I think the difference is that you're imagining the LLM replaces the conversationalist, but as I said above, my lived experience is that the LLM provides grounding to the discussion, effectively having replaced internet search as a better, faster, broader, smarter library. It doesn't kill the conversation, it makes it better.

  • > If it helps, my friends and family tend to have at least a master's, and the majority have PhDs.

    Those aren't super rare these days, I don't know why arbitrary credentials would matter for this purpose, but incidentally, the notion that they would matter in conversation at all kind of speaks to the type of engagement you might be having with them, which may indeed be different than what I care about.

    Personally I don't find people all that engaging the more inclined they are to go looking up answers, to me it represents a certain amount of discomfort with uncertainty, ego, that are necessary for a fun conversation. If someone has an answer because of their experience, great, otherwise it's ok to not know in the moment and continue on.

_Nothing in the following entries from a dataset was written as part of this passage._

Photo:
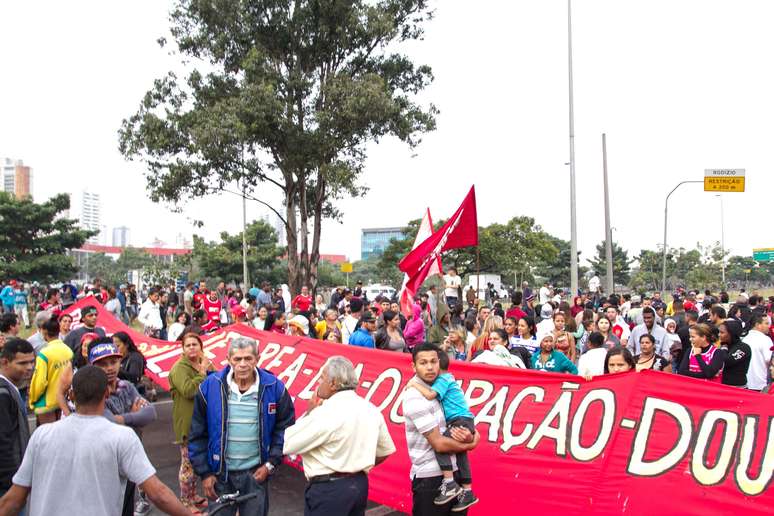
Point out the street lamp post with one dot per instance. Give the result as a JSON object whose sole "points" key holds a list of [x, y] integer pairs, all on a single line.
{"points": [[573, 229], [666, 213], [722, 242]]}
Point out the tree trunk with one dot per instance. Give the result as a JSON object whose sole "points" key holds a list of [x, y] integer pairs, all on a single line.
{"points": [[304, 215], [314, 259], [294, 269]]}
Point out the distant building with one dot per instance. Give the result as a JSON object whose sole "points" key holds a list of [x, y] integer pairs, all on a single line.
{"points": [[90, 214], [82, 255], [16, 178], [373, 241], [121, 237]]}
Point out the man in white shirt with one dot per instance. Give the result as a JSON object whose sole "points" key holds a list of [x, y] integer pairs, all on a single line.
{"points": [[452, 284], [341, 438], [649, 326], [760, 346], [425, 426], [349, 321], [544, 294], [94, 456], [150, 314]]}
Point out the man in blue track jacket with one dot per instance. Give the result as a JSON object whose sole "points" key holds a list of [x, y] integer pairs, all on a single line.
{"points": [[238, 428]]}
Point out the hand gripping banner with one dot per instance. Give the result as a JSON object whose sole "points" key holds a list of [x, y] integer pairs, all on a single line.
{"points": [[634, 443]]}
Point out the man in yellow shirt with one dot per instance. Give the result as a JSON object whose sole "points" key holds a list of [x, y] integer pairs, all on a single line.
{"points": [[55, 357]]}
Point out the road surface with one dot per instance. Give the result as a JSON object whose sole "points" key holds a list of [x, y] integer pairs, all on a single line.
{"points": [[286, 494]]}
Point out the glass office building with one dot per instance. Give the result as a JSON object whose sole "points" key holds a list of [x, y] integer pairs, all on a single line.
{"points": [[374, 240]]}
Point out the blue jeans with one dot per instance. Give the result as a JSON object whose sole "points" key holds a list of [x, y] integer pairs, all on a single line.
{"points": [[244, 482]]}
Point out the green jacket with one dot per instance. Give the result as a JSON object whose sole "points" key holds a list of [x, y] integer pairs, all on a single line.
{"points": [[184, 380]]}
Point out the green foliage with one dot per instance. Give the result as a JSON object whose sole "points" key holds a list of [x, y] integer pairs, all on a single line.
{"points": [[293, 93], [222, 261], [557, 271], [34, 239], [621, 263]]}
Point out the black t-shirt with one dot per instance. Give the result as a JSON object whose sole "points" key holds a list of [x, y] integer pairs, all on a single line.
{"points": [[736, 365]]}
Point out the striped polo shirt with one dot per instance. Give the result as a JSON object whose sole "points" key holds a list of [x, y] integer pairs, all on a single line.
{"points": [[243, 445], [422, 415]]}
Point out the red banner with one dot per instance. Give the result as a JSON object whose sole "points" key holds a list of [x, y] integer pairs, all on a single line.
{"points": [[638, 443]]}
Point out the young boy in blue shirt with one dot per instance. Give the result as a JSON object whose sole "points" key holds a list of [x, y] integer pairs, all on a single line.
{"points": [[455, 409]]}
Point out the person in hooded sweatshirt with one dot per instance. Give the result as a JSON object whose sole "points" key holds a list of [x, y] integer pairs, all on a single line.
{"points": [[737, 361]]}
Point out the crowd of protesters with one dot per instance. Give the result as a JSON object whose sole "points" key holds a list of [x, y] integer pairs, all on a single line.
{"points": [[234, 426]]}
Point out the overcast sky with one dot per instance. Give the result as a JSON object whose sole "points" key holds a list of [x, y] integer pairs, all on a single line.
{"points": [[677, 86]]}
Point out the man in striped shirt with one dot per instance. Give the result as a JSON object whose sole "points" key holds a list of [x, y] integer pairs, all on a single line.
{"points": [[425, 426]]}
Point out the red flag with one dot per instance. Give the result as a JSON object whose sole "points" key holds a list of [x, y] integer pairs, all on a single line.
{"points": [[461, 230], [406, 296]]}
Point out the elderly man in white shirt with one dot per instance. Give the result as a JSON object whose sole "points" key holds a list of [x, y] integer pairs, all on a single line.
{"points": [[760, 346], [150, 314], [340, 439]]}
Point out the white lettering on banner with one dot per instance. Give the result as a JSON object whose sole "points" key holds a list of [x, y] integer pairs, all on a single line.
{"points": [[288, 376], [637, 465], [577, 450], [492, 413], [714, 475], [510, 440], [396, 417], [311, 387], [754, 486], [393, 375], [277, 362], [486, 391], [560, 410], [270, 351]]}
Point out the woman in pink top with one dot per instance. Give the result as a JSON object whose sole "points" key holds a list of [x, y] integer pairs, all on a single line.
{"points": [[415, 329], [705, 359]]}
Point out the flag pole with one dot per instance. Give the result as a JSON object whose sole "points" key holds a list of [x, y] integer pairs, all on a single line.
{"points": [[478, 271]]}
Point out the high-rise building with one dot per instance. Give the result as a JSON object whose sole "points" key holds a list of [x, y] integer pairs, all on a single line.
{"points": [[373, 241], [91, 214], [17, 178], [121, 237]]}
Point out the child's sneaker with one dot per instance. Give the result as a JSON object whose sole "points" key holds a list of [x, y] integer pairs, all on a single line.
{"points": [[448, 492], [464, 500]]}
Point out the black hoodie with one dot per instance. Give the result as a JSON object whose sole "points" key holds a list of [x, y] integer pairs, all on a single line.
{"points": [[738, 359]]}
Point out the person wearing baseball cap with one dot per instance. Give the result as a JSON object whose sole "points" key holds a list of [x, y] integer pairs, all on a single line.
{"points": [[548, 359], [363, 335], [89, 325], [124, 404]]}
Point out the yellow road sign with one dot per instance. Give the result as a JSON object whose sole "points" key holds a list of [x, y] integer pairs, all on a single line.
{"points": [[724, 180]]}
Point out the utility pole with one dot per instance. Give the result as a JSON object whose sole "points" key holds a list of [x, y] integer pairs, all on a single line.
{"points": [[666, 214], [609, 280], [245, 277], [722, 241], [573, 228]]}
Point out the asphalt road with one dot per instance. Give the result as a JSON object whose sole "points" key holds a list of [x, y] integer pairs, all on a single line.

    In one case, I had a friendship kind of fizzle out because we'd be hanging and I'd express some curiosity that I'd hope he'd build on with his own experience or his own sense of wonder, but because he only cared about authoritative facts, he'd google the answer and get frustrated that I only cared about his opinion on what the answer might be. The actual fact was incidental, and this conflict regularly led to impasse where I'd clarify I don't care what the internet says etc.. and I'm fine with that because he wasn't really interested in thought exercises.

    A concrete hypothetical mundane example might be posing "How do you think the Iran war might impact gas prices here?" and they'd just look up the history and trends, and then kind of stop there. Dull, I want a human response, speculate and build on it, let yourself be wrong.

    • > Those aren't super rare these days, I don't know why arbitrary credentials would matter for this purpose

      It's an indicator that that demographic isn't opposed to using AI as a conversational tool and find it useful for that purpose - an instant, "smarter" library, if you will.

      > The actual fact was incidental, and this conflict regularly led to impasse where I'd clarify I don't care what the internet says etc.. and I'm fine with that because he wasn't really interested in thought exercises.

      Thought exercises are better, imho, when they're grounded in facts. Why wouldn't you care what the facts are? Can one have the same level of discourse about space with someone who isn't aware that the Earth is round and thinks it is flat?

      > A concrete hypothetical mundane example might be posing "How do you think the Iran war might impact gas prices here?" and they'd just look up the history and trends, and then kind of stop there. Dull, I want a human response, speculate and build on it, let yourself be wrong.

      Color me confused. Are you looking for a panic or doomsday response or? What does "human response" even mean? A human looked at the history and trends, that's that human's response to the question!

      Looking up the history and trends, and building on those facts could be a deeper dive into the wonders of economics, an exploration of the interconnected-ness and dependence of the various parts of the economy on oil and gas (fertilizer, plastics, and their downstream industries), where the fractionating plants are, where they get their raw materials from, how tied into futures contracts those are, who's got long-term contracts insulating them from the impact, what's that % of folks insulated for 3 months, 6 months, 12 months etc. etc.

      I have to say, asking me to speculate and build on a topic that I know nothing about would invite a 'lookup' response from me as well; that's just (imho) a critical thinker style. Once the lookup is done, as a questioner, may I suggest asking probing questions to move the conversation forward - that's what I do.

      Just out of curiosity, are you a D&D player, or a Fantasy or adjacent creative? I'm wondering what sort of nature would want to elicit an ungrounded speculative response, and I can imagine an enjoyer or creator of fantasy looking for a creative, speculative, thought exercise with a real world question as a starting point.